What we need is change. We need to chip away at mindsets do not challenge lectures. We need to stop giving the excuse that they are efficient or that other ways are difficult. Doing that is like Noah complaining that it is too cold and wet to work on the ark.

Do or drown.

I am halfway through conducting a series of talks on Creative Commons for the PGDE cohort of student teachers in NIE.

[SlideShare] [Google Presentation]

I am almost enjoying the practice of lecturing, a strategy that I thought I had long abandoned.

I have to remind myself that didactic teaching has its moments provided it is used sparingly and only if you are a charismatic storyteller.

I do not consider myself to be in that last category even if a few enjoy listening to me. But I am an experimenter and risk-taker.

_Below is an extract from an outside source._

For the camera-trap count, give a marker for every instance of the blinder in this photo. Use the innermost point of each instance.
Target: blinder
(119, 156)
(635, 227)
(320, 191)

I have tried to create more interactive lectures, “participates” instead of “talks”.

Of the three backchannels I have used, Facebook has been the most successful if you go by the number of responses. Most participants are not on Twitter or do not know how to use hashtags.

LinoIt is in the middle and the quality of responses there is better. One sticky on LinoIt reads: Much prefer linoit/twitter as a platform than facebook. Less intrusive.

What did I learn? Provide more than one backchannel. But when you do that, it gets harder to monitor and respond. Future implementation? I might consider using just Facebook and LinoIt (for choice) or LinoIt alone (to provide a neutral platform).

The five-question online quiz I included at the end offered a bonus I did not plan on. It was a way of taking attendance! I know that at least 50, 139, and 210 student teachers attended sessions 1, 2 and 3 respectively. I know who attended and how many times they attempted the quiz.

Could participants use some other name in the quiz? Yes, but only if they wanted to get singled out or have their integrity questioned as teachers-to-be. They would also lose a chance to win a small prize for getting all the answers right and quickly.

Some might say that lecturing as a dying art. They should try designing and implementing an interactive lecture.

Others might just point out that lectures should just die. Or be put to death. (Not good storytelling though, because that is different.)

In this day and age and with the new expectations of learners, boring face-to-face lectures are on death row. Making them interactive just gives them a last meal to make them feel good one last time.